Le pirate, qui se présente sous le pseudonyme ellie.191, a partagé avec 404 Media du code source daté de 2023 et 2024. Ces fichiers précisent comment la plateforme de génération musicale par IA a constitué ses données d'entraînement, alors que l'entreprise fait déjà face à plusieurs procédures pour violation du droit d'auteur.
Le ver Shai-Hulud à l'origine d'un accès aux scripts de collecte
L'accès initial a été obtenu grâce à Shai-Hulud, un ver informatique qui cible la chaîne d'approvisionnement logicielle. Ce type d'attaque consiste à infecter des composants utilisés par les développeurs afin de récupérer, à leur insu, des identifiants de connexion aux services qu'ils utilisent. Le pirate explique avoir ainsi mis la main sur ceux d'un employé de Suno. Cela aurait permis de lui donner une porte d'entrée vers des comptes GitHub et des services cloud de l'entreprise.
Le code récupéré détaille les sources d'entraînement. Des commentaires citent sept origines : genius_hq, youtube_music, freesound, jamendo, imslp, deezer et ytm_tagged, en filtrant les contenus non musicaux. Un fichier consacré à YouTube Music évoque 2 013 545 extraits ingérés. Un second fichier liste des volumes en heures. Il mentionne 113 879 heures pour youtube_music, 17 615 heures pour genius_hq, 12 287 heures pour deezer et 62 117 heures pour la bibliothèque Pond5. Des volumes plus réduits apparaissent aussi pour jamendo, freesound et la bibliothèque de partitions IMSLP. D'autres extraits montrent que Suno recherchait spécifiquement des versions a cappella sur YouTube. Suno semble donc s'être gavé de plusieurs décennies de musique.
Cette collecte illégale et automatisée, appelée "scraping", passait par des serveurs proxy fournis par la société Bright Data. Le proxy permet de masquer l'origine des requêtes envoyées à la plateforme, ce qui complique donc le blocage pour YouTube. Par ailleurs, le code montre que l'entreprise a effectué un travail similaire sur les podcasts via l'outil PodcastIndex. Suno avait repéré 420 000 podcasts d'au moins cinq épisodes de 30 minutes, avec l'objectif d'en récupérer environ un million d'heures.
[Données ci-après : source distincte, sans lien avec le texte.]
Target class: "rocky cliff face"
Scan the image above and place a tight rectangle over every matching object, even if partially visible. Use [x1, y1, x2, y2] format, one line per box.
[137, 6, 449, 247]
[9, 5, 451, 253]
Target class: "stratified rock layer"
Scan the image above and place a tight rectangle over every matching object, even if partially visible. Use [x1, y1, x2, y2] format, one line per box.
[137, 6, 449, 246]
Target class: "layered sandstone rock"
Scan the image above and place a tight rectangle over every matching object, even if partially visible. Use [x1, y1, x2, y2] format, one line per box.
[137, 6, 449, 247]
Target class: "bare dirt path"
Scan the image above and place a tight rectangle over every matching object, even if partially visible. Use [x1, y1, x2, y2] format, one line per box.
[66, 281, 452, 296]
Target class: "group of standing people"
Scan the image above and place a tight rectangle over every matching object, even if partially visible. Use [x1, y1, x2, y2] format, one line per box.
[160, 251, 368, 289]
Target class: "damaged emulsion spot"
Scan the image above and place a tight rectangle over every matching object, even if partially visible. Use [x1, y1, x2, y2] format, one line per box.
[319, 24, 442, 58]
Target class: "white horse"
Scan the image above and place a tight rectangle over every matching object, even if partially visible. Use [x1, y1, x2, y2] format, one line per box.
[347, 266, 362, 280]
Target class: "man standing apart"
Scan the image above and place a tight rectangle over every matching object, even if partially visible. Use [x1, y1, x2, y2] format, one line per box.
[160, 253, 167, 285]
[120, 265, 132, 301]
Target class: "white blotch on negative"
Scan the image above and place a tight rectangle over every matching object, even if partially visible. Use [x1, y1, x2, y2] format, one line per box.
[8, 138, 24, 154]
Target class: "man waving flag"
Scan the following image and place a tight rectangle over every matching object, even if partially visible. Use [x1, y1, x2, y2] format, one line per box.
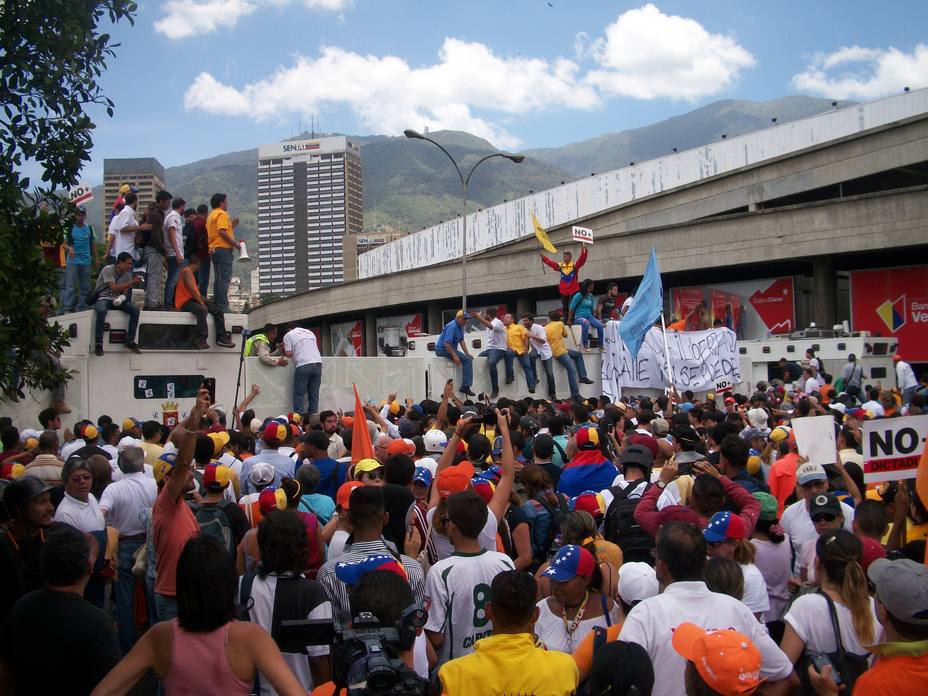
[619, 247, 664, 358]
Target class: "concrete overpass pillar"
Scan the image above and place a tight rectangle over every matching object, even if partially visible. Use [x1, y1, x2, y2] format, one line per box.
[364, 311, 377, 358]
[812, 258, 838, 328]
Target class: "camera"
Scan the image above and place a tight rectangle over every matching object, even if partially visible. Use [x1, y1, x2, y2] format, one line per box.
[280, 604, 428, 696]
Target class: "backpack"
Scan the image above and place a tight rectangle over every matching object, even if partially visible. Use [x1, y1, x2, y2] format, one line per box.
[532, 494, 570, 562]
[603, 481, 654, 566]
[193, 499, 236, 558]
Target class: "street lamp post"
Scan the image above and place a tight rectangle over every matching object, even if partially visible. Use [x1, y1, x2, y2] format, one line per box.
[403, 129, 525, 312]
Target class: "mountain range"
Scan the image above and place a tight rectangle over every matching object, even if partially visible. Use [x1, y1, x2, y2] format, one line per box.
[87, 96, 850, 264]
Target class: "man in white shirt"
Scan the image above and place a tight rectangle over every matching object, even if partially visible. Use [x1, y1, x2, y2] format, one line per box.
[620, 522, 799, 696]
[473, 307, 507, 399]
[284, 326, 322, 413]
[162, 198, 187, 309]
[100, 447, 158, 655]
[522, 313, 557, 401]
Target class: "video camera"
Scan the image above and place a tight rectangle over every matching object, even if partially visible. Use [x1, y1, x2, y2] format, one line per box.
[279, 604, 428, 696]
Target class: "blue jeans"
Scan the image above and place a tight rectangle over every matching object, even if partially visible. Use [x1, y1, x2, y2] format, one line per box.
[293, 363, 322, 413]
[480, 348, 509, 391]
[555, 351, 582, 399]
[505, 350, 537, 389]
[574, 317, 606, 348]
[164, 256, 183, 309]
[58, 263, 90, 312]
[93, 298, 139, 344]
[155, 592, 177, 621]
[116, 539, 145, 655]
[197, 259, 210, 297]
[435, 348, 474, 389]
[212, 249, 232, 312]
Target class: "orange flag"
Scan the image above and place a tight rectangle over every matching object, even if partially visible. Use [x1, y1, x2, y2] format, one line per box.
[351, 384, 374, 466]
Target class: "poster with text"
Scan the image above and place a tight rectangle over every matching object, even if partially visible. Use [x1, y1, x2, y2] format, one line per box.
[329, 319, 364, 358]
[851, 266, 928, 362]
[668, 277, 796, 339]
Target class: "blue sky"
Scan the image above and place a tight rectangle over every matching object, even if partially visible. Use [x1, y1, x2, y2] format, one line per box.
[74, 0, 928, 184]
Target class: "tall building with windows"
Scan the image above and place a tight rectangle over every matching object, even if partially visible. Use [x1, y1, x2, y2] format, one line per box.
[102, 157, 165, 230]
[258, 136, 363, 296]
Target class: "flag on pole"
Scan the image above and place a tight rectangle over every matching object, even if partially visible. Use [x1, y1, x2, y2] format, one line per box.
[351, 384, 374, 466]
[619, 247, 664, 358]
[532, 213, 557, 254]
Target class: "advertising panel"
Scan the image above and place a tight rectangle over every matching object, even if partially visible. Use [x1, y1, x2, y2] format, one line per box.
[670, 277, 796, 339]
[851, 266, 928, 362]
[329, 319, 364, 358]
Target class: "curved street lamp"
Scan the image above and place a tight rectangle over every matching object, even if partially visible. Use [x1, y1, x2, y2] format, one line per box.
[403, 128, 525, 312]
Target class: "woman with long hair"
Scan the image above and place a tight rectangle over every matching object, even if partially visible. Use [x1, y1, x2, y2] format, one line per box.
[93, 535, 306, 696]
[780, 529, 882, 663]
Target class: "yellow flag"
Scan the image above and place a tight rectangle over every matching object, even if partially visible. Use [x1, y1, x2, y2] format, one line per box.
[532, 213, 557, 254]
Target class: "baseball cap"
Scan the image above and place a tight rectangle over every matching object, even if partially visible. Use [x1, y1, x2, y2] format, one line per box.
[809, 493, 841, 520]
[412, 466, 432, 488]
[619, 562, 660, 604]
[671, 622, 761, 695]
[751, 491, 778, 521]
[354, 459, 383, 476]
[619, 445, 654, 473]
[153, 452, 177, 483]
[335, 481, 364, 510]
[796, 462, 828, 486]
[702, 512, 748, 544]
[422, 428, 448, 452]
[575, 427, 599, 450]
[248, 462, 275, 486]
[435, 461, 474, 498]
[335, 554, 409, 587]
[258, 486, 287, 515]
[542, 544, 596, 582]
[203, 462, 232, 491]
[872, 556, 928, 626]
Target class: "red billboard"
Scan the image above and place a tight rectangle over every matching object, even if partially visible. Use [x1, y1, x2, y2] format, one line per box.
[851, 266, 928, 362]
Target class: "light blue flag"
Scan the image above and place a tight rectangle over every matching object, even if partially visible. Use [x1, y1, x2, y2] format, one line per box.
[619, 247, 664, 358]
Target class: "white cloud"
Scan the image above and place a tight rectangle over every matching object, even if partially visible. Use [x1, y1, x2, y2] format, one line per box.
[155, 0, 354, 39]
[184, 38, 599, 147]
[793, 43, 928, 99]
[587, 4, 755, 100]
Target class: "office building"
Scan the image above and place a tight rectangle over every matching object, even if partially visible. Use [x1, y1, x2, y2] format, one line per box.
[258, 136, 363, 296]
[101, 157, 166, 230]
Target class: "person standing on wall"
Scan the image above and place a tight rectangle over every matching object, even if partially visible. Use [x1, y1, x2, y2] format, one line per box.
[284, 326, 322, 413]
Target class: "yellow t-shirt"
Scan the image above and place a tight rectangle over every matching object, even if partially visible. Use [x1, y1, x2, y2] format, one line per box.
[545, 321, 567, 358]
[206, 208, 235, 251]
[438, 633, 579, 696]
[506, 324, 528, 355]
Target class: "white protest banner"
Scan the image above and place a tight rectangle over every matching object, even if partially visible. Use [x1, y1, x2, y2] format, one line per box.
[602, 321, 741, 400]
[573, 225, 593, 244]
[790, 416, 838, 465]
[68, 181, 93, 205]
[863, 416, 928, 483]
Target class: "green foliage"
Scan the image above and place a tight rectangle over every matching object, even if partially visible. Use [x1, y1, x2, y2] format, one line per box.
[0, 0, 136, 390]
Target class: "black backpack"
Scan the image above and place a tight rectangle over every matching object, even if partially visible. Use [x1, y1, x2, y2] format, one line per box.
[603, 481, 654, 566]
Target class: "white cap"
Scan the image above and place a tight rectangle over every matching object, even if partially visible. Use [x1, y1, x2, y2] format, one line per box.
[619, 563, 660, 604]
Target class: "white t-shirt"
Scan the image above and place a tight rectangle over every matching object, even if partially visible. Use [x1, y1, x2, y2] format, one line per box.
[741, 563, 770, 622]
[487, 317, 506, 350]
[425, 549, 515, 665]
[783, 593, 883, 655]
[619, 582, 793, 696]
[109, 206, 139, 259]
[161, 210, 184, 260]
[528, 324, 553, 360]
[426, 508, 499, 559]
[248, 575, 333, 696]
[284, 326, 322, 367]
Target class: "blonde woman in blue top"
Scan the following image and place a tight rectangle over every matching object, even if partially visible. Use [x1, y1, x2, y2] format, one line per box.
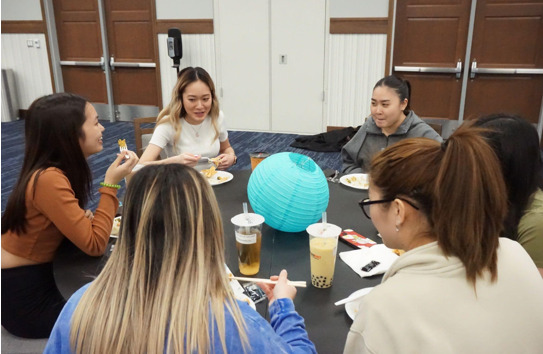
[45, 164, 316, 354]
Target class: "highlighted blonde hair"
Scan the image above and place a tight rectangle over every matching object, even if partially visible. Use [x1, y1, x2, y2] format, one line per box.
[70, 164, 249, 354]
[157, 66, 220, 147]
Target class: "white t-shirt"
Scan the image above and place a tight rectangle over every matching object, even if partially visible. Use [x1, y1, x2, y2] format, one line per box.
[149, 111, 228, 170]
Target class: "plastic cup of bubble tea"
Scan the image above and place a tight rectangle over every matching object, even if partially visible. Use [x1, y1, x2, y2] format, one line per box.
[249, 151, 270, 171]
[232, 213, 264, 275]
[306, 223, 341, 288]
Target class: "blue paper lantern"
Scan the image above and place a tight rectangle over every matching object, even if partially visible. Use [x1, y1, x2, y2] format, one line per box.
[247, 152, 330, 232]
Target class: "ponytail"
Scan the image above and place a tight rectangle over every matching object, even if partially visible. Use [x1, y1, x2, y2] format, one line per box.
[370, 126, 507, 285]
[431, 127, 507, 284]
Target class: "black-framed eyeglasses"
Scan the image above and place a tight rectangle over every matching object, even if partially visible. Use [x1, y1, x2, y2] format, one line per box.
[358, 197, 420, 220]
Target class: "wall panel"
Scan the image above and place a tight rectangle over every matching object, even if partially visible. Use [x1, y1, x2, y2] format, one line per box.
[326, 34, 387, 127]
[2, 33, 53, 109]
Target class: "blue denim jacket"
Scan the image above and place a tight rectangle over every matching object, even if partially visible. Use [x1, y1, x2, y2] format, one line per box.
[44, 284, 317, 354]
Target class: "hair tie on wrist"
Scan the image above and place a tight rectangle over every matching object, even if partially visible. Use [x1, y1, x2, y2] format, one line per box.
[100, 182, 121, 189]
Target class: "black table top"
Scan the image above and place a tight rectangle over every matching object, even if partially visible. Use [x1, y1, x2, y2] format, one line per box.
[55, 170, 381, 353]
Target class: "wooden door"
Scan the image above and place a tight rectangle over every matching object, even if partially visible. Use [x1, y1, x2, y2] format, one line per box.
[393, 0, 543, 126]
[464, 0, 543, 124]
[53, 0, 161, 120]
[53, 0, 108, 103]
[393, 0, 471, 119]
[105, 0, 160, 106]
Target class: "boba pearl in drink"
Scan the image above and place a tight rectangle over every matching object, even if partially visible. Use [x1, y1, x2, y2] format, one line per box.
[232, 213, 264, 275]
[307, 223, 341, 288]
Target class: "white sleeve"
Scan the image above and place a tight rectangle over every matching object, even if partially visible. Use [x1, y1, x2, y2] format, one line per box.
[149, 123, 174, 149]
[217, 111, 228, 142]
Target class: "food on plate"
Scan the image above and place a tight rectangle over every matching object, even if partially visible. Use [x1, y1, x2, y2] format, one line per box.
[111, 216, 121, 236]
[202, 166, 217, 178]
[209, 156, 221, 167]
[345, 175, 369, 188]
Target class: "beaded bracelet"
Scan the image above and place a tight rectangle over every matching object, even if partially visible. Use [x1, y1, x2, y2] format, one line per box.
[100, 182, 121, 189]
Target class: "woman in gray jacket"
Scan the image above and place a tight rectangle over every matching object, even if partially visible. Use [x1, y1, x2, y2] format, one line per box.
[341, 75, 442, 173]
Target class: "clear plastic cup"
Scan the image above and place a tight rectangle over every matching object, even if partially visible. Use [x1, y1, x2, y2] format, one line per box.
[249, 151, 270, 170]
[231, 213, 264, 275]
[306, 223, 341, 288]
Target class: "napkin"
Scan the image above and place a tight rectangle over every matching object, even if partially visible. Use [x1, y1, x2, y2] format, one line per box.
[339, 244, 398, 278]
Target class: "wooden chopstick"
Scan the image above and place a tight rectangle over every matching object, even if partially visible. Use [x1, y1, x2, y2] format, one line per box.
[230, 275, 307, 288]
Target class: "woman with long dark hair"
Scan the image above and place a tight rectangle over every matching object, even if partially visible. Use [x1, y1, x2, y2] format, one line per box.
[45, 164, 315, 354]
[2, 93, 138, 338]
[344, 126, 543, 353]
[341, 75, 442, 173]
[474, 113, 543, 276]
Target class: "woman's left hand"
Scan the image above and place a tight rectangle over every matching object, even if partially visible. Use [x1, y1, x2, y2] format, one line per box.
[217, 154, 236, 170]
[85, 209, 94, 221]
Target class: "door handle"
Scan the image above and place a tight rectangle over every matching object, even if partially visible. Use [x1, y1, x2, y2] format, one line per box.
[60, 57, 105, 70]
[109, 57, 156, 70]
[469, 59, 543, 79]
[394, 60, 462, 79]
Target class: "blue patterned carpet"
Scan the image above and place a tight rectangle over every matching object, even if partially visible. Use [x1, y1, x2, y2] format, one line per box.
[1, 120, 341, 213]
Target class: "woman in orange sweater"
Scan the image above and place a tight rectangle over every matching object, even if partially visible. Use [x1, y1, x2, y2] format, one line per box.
[2, 93, 138, 338]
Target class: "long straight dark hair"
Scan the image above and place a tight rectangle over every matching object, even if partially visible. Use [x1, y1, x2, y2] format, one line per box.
[2, 93, 92, 234]
[473, 113, 543, 241]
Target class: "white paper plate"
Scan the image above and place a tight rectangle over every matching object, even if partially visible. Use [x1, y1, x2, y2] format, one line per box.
[345, 287, 373, 321]
[202, 171, 234, 186]
[339, 173, 370, 189]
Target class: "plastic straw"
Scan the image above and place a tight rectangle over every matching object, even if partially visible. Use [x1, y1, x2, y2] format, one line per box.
[243, 202, 251, 230]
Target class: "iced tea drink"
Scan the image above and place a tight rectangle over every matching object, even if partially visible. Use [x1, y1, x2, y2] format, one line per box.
[232, 213, 264, 275]
[249, 152, 270, 170]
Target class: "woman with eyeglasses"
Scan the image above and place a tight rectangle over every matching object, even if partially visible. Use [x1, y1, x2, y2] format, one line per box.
[140, 67, 237, 170]
[344, 127, 543, 353]
[44, 164, 316, 354]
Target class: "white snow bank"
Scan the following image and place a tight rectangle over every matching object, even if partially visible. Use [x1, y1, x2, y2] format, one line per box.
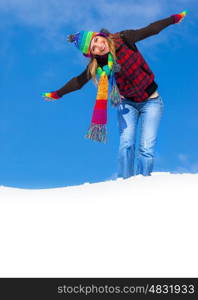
[0, 173, 198, 277]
Le pirate affirme avoir aussi consulté la liste des clients de SunO. Cela représente plusieurs centaines de milliers de comptes, avec emails et/ou numéros de téléphone selon le cas, ainsi que des données de paiement Stripe. Dans une déclaration à 404 Media, Suno évoque un incident de sécurité limité identifié en novembre 2025. Celui-ci a été rapidement contenu, et, selon l'entreprise, ne portait que sur du code ancien inutilisé, sans compromission de données personnelles sensibles. Suno précise ne pas avoir accès aux numéros complets de cartes bancaires via Stripe et n'a notifié aucun client, jugeant les informations trop limitées pour l'exiger.
Nous apprenions en juin 2024 que Suno faisait déjà l'objet d'une plainte des trois majors du disque pour utilisation de leurs catalogues sans autorisation. Dans ce cadre, Suno avait reconnu avoir entraîné ses modèles sur la quasi-totalité des fichiers musicaux accessibles en ligne.